Hypothetically, this could kill off any solar or wind project going through permitting that is sited on federal lands, because these facilities would technically be less energy dense than coal, gas, and nuclear plants. This is irrespective of the potential benefits solar and wind may have for the environment or reducing carbon emissions – none of which are mentioned in the order.
“Gargantuan, unreliable, intermittent energy projects hold America back from achieving U.S. Energy Dominance while weighing heavily on the American taxpayer and environment,” Interior Secretary Doug Burgum said in a statement included in a press release announcing the move. “By considering energy generation optimization, the Department will be able to better manage our federal lands, minimize environmental impact, and maximize energy development to further President Donald Trump’s energy goals.”
Here’s how this new regime, which I and many in the energy sector are now suddenly trying to wrap their heads around, is apparently going to work: solar and wind facilities will now be evaluated based on their “capacity density,” which is calculated based on the ratio of acres used for a project compared to its power generation capacity. If a project has a lower “capacity density” than what the department considers to be a “reasonable alternative,” then it may no longer be able to get a permit.

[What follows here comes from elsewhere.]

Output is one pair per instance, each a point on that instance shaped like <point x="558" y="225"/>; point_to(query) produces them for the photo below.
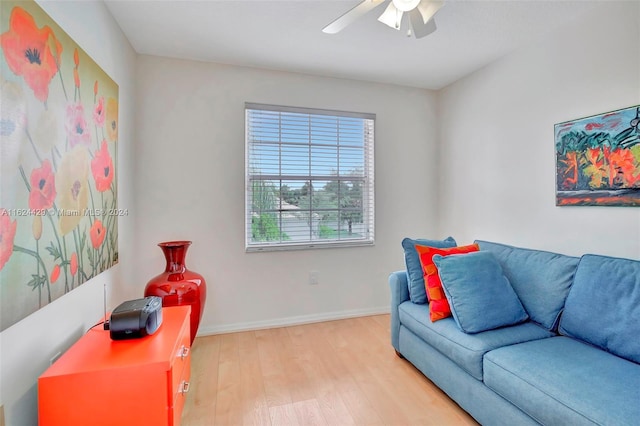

“On a technology-neutral basis,” the order states, “wind and solar projects use disproportionate Federal lands relative to their energy generation when compared to other energy sources, like nuclear, gas, and coal.” The document going on to give an example, claiming that data from the U.S. Energy Information Administration shows an advanced nuclear plant uses less federal acreage than an offshore wind farm and “thus, when there are reasonable alternatives that can generate the same amount of or more energy on far less Federal land, wind and solar projects may unnecessarily and unduly degrade Federal lands.” The order also includes a chart comparing the capacity density of wind and solar facilities to conventional nuclear, gas, and coal, as well as geothermal, and claims that these sources are superior as well. The document does not reference hydropower.
There’s also a whole host of other implications in this order. Crucially, does the Interior expect that by choking off the flow of permits, cities and companies will just pony up to build what the Trump administration considers “reasonable alternatives” instead? Is the federal government going to tell communities in Nevada, for example, that they must suddenly build gas plants in the desert instead of solar farms to meet their increasing energy needs?
In any case, much more is coming, as this order simply built off of a separate secretarial order earlier this week commanding staff to prepare a litany of recommendations on ending alleged “preferential treatment” for solar and wind facilities. In other words hold my beer – and hold onto yours, too.